Tuesday, February 17, 2015

Awards-Nazi Award Nominations: Best Foreign Film

Oscar voting closes today, and believe it or not, there are still some nominees that haven't even been made available for public consumption. One of them is Argentinian foreign language film hopeful Wild Tales, which you won't find on my own Best Foreign Film ballot for the obvious reason that I haven't seen it yet.

On that note, I'll remind you of the three-word caveat that always accompanies my own choices for this category every single year: "Subject to change". I am often forced to amend and improve my five nominees up to several months (sometimes years) after the fact because there's so much good world cinema out there and so little of it gets released in North America in a timely fashion. Among the buzziest international titles from 2014 that I still have to see are the aforementioned Wild Tales (which I may be able to catch just before the Oscars), Godard's Farewell to Language, and Hungarian festival sensation White God.

That being said, even if those or any other subtitled latecomers never make it to my screen, I'd still feel adequately satisfied with these five terrific films.

Force Majeure (Ruben Östlund)
The scenery is blindingly white and the humour is pitch black in Swedish provocateur Ruben Östlund's drama about a family falling apart following a close call in the French Alps; A frosty lampoon of traditional gender roles wherein the masks of comedy and tragedy are eerily similar.

Ida (Paweł Pawlikowski)
Pawlikowski tells this story of a novice nun in postwar Poland discovering her past and questioning her place in the world with great economy and understatement. Its brisk 80-minutes is a refreshing example of 'less is more', shot in beautifully stark black-and-white.

Leviathan (Andrey Zvyagintsev)
This dour declaration of the death of God – and condemnation of corrupt government – could perhaps have used some tightening up in the pacing department, but Zvyagintsev's storytelling is symbolically rich and visually astute. The final reveal sends the viewer from the theatre with lots to chew on.

Timbuktu (Abderrahmane Sissako)
The meandering, seemingly random construct of this sprawling ensemble piece may appear to lack narrative focus, but through it Sissako paints a multidimensional landscape filled with human faces on all sides of the socio-religious divide. The elegant production even finds grace notes of humour in the absurdities of radical jihad.

Wild Tales (Damian Szifron)
Some of these six short films about how easy it is for people to act on impulse are better than others, but those that work really are a riot!
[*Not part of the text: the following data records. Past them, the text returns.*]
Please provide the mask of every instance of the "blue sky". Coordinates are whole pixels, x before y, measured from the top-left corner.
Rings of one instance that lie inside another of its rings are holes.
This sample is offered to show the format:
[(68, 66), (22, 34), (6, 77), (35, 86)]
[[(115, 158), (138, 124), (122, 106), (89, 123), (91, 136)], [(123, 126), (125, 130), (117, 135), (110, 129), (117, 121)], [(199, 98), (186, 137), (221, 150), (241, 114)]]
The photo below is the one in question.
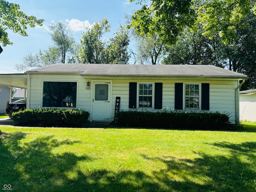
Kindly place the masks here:
[(28, 28), (27, 37), (14, 34), (10, 31), (9, 38), (13, 43), (6, 47), (0, 54), (0, 73), (23, 73), (14, 69), (16, 64), (22, 62), (22, 58), (30, 52), (34, 55), (39, 49), (51, 45), (50, 37), (48, 28), (52, 23), (61, 22), (68, 25), (78, 42), (84, 32), (84, 25), (91, 27), (94, 23), (99, 22), (106, 17), (111, 25), (111, 32), (105, 38), (111, 37), (119, 27), (120, 22), (123, 25), (124, 14), (131, 14), (139, 9), (136, 2), (129, 0), (9, 0), (10, 2), (19, 5), (22, 10), (28, 15), (33, 15), (45, 21), (42, 27)]

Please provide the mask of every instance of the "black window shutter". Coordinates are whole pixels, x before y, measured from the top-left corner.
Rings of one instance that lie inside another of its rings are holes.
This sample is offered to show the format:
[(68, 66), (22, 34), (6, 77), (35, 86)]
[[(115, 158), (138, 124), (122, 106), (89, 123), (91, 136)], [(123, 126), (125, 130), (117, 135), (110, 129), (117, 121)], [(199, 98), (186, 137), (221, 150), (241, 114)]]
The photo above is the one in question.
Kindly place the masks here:
[(201, 109), (210, 110), (210, 84), (202, 83)]
[(175, 83), (175, 109), (183, 109), (183, 83)]
[(163, 100), (163, 83), (155, 83), (155, 109), (162, 109)]
[(137, 108), (137, 83), (130, 82), (129, 86), (129, 108)]

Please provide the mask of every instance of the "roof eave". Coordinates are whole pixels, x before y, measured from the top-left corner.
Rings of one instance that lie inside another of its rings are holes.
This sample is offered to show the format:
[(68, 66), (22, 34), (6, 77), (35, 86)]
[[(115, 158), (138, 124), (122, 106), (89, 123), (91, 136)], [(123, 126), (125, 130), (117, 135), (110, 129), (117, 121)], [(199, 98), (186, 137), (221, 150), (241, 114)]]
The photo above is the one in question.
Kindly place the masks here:
[(83, 72), (40, 72), (39, 71), (25, 72), (25, 74), (33, 75), (79, 75)]
[(144, 77), (144, 78), (178, 78), (182, 77), (183, 78), (212, 78), (214, 79), (237, 79), (238, 80), (242, 80), (243, 79), (248, 79), (248, 77), (247, 76), (183, 76), (183, 75), (116, 75), (116, 74), (81, 74), (80, 75), (82, 77), (86, 77), (87, 76), (94, 76), (95, 77)]

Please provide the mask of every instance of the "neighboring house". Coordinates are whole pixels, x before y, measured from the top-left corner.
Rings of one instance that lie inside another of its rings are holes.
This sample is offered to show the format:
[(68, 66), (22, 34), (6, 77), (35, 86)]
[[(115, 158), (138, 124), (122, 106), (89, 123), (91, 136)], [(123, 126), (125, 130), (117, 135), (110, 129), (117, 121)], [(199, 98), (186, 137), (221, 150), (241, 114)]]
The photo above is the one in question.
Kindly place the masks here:
[(239, 92), (240, 120), (256, 121), (256, 89)]
[[(0, 86), (2, 93), (0, 93), (0, 113), (5, 112), (6, 106), (10, 100), (10, 88), (6, 86)], [(6, 116), (8, 117), (8, 116)]]
[[(25, 90), (25, 89), (17, 89), (13, 96), (12, 99), (13, 99), (14, 101), (24, 99), (24, 94)], [(27, 98), (26, 92), (25, 98)]]
[(25, 73), (27, 108), (75, 108), (89, 111), (90, 121), (106, 122), (114, 120), (116, 108), (168, 108), (228, 113), (234, 123), (239, 119), (239, 81), (247, 78), (203, 65), (57, 63)]

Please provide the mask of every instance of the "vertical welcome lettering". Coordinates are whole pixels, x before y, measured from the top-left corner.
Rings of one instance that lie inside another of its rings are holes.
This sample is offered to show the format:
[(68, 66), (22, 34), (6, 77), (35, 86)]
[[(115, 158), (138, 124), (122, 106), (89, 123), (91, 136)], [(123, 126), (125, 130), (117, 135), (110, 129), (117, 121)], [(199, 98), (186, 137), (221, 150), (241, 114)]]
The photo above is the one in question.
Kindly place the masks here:
[(115, 123), (116, 123), (116, 114), (120, 109), (120, 97), (116, 97), (115, 99)]

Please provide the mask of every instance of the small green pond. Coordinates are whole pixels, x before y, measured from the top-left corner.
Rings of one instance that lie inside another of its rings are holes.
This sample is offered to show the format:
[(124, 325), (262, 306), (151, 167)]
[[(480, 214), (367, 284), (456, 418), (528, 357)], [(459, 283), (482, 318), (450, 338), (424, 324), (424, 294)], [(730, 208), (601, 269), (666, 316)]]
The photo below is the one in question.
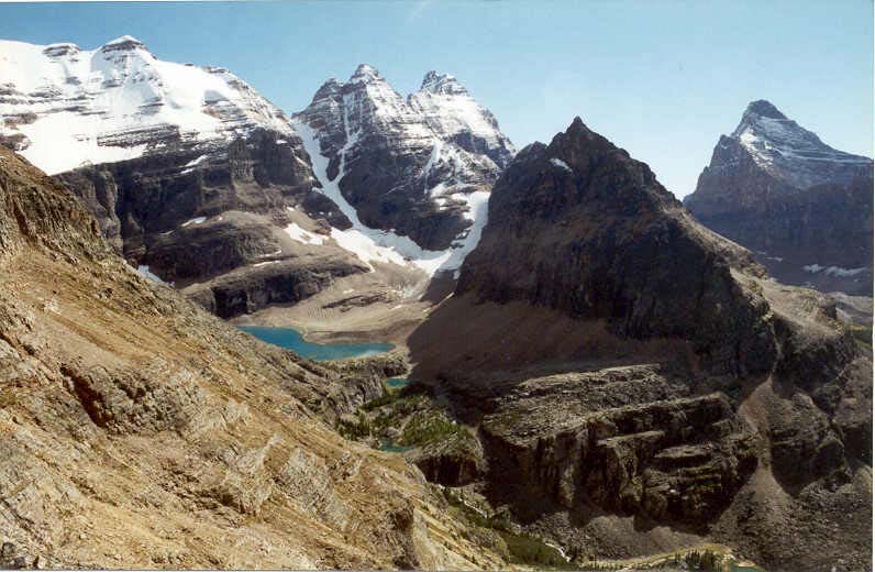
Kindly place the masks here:
[(407, 377), (389, 377), (388, 380), (386, 380), (386, 385), (392, 388), (407, 387), (412, 382)]
[(241, 330), (259, 340), (291, 350), (302, 358), (324, 362), (346, 358), (364, 358), (390, 351), (391, 343), (314, 343), (308, 342), (293, 328), (263, 328), (241, 326)]

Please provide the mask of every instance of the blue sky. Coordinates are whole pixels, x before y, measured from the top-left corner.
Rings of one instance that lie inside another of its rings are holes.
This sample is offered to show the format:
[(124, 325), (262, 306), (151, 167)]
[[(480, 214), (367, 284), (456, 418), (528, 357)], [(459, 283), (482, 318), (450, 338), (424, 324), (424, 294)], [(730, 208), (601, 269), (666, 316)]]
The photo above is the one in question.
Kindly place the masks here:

Are these wild people or are these wild animals? Worth noting that only the former is capable of taking revenge. Szifron juggles genre and dark humour with wicked glee.

Just missed:
Two Days, One Night (Jean-Pierre & Luc Dardenne)
The brothers Dardenne tell the story of a working mother whose colleagues must vote between their yearly bonus or keeping her from being laid off. Also an examination of decent people forced into untenable moral decisions, it is as bleak as an Italian neo-realist drama, albeit with a more hopeful conclusion.